Surgery- When and Why?
 
The general goal of surgery is to relieve discomfort. This sounds straightforward, but it becomes a very complex and difficult decision to make in many cases. When a patient has severe debilitating pain where he or she cannot stand, walk, sit or even lie down, the options for surgery are clear.

In another situation, a patient has very mild pain and is tolerating it well. He is able to do everything he needs to do during the day. This is also an easy decision to make because no surgery would be indicated.

There is, however, a vast middle ground of patients where the decision is not as easily made. Age, location of the problem, associated medical conditions, and the degree of pain must all be reviewed before the decision for surgery can be reached.

The surgeon must constantly ask himself: "What can be accomplished with reasonable safety?" If the patient is young and has an isolated problem in an area that is reasonably accessible with a surgical approach, the decision toward surgery is much easier. If, on the other hand, the patient is older and has a difficult diagnostic problem or multiple medical problems, the decision is more complex.

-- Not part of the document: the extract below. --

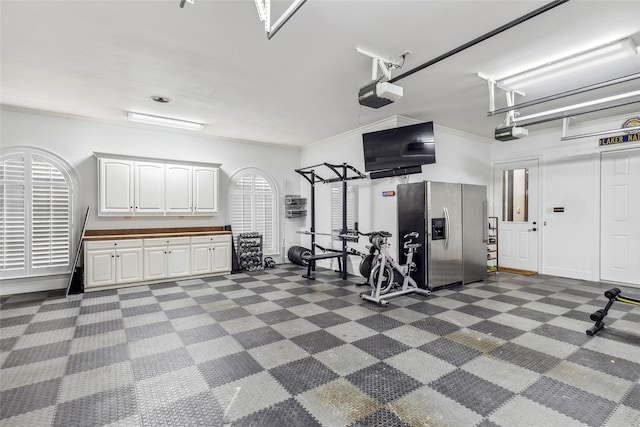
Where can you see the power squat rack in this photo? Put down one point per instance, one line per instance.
(338, 173)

Dr. Stark would never suggest a surgical procedure for pain that would likely get
better on its own within any acceptable timeframe. Nor would he suggest surgery if he thought the procedure would compound the problem you already have.

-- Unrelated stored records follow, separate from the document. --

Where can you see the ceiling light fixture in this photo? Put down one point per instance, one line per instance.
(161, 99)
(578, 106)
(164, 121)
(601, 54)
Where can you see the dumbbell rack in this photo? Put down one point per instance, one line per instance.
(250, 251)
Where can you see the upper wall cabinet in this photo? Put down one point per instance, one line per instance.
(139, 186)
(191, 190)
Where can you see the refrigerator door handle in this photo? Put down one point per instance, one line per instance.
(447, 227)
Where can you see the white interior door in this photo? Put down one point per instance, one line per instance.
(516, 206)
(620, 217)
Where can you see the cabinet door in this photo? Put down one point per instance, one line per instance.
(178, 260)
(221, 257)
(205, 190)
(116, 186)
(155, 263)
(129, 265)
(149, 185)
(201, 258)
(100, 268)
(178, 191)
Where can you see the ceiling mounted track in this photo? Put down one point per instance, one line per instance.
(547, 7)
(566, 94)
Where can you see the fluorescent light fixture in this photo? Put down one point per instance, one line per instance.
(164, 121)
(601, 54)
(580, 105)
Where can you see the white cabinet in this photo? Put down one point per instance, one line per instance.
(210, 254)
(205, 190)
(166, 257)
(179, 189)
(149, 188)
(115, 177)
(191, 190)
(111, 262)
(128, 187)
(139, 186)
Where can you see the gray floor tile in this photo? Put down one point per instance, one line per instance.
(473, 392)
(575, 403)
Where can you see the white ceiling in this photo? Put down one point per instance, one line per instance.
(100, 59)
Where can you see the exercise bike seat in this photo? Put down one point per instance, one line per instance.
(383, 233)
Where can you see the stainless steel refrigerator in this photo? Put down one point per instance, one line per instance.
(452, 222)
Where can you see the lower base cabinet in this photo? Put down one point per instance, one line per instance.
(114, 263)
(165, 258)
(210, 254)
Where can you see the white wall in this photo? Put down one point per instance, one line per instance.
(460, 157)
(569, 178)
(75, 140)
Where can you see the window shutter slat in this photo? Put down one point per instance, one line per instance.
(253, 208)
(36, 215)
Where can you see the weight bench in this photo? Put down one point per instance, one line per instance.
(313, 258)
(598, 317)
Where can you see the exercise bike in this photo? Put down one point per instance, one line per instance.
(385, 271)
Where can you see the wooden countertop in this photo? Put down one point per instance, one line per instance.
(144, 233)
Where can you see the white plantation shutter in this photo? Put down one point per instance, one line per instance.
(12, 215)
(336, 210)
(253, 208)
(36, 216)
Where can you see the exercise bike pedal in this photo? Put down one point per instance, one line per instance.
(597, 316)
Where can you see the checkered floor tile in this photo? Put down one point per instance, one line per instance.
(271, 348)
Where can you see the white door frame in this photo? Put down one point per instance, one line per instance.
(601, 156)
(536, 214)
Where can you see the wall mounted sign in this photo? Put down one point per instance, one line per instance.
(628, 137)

Often Dr. Stark will choose to do less surgery on the basis of safety alone. If two separate nerves are involved causing impairment, but one problem seems to be long-standing and the other very acute, Dr. Stark may choose to operate only on the more acute of the two. The reason behind this is that the long-standing problems have been tolerable to this point and the risks may be unacceptable.

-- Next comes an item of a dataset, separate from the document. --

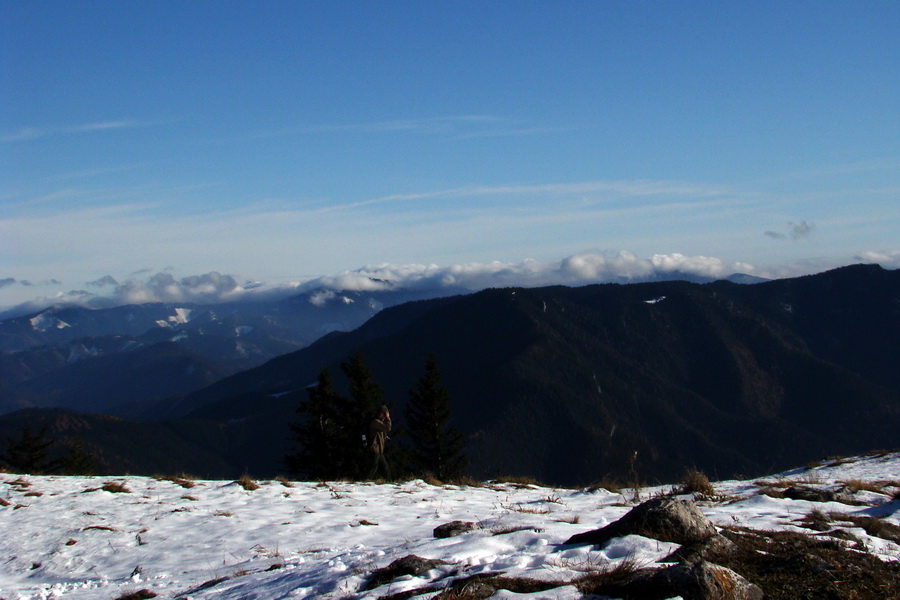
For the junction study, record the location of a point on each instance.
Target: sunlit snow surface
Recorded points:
(62, 537)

In the end, it is the patient who must make the decision. Dr. Stark will make recommendations based on his knowledge and experience. The patient should understand and discuss those recommendations with their family and decide whether the benefits outweigh the risks. Every patient would like to avoid surgery. Their thinking is no different than those of orthopedists who have suffered from back problems and wish to avoid surgery. The spectrum of possible decisions extend from immediate surgery to long delays of any surgical treatment or complete deferment entirely. The decision is made on an individual basis. If the pain is severe or unbearable or the lesion is obvious and addressable, surgery would be recommended.

The purpose of the surgery is to relieve pain and improve function during this intermediate period between the onset of symptoms and the point at which maximum improvement will be reached five or ten years later. The orthopedist must factor in the patient's personality, the ability to tolerate such discomfort, their reliability and reasonableness, as well as their ability to safely sustain an operation before making such a decision.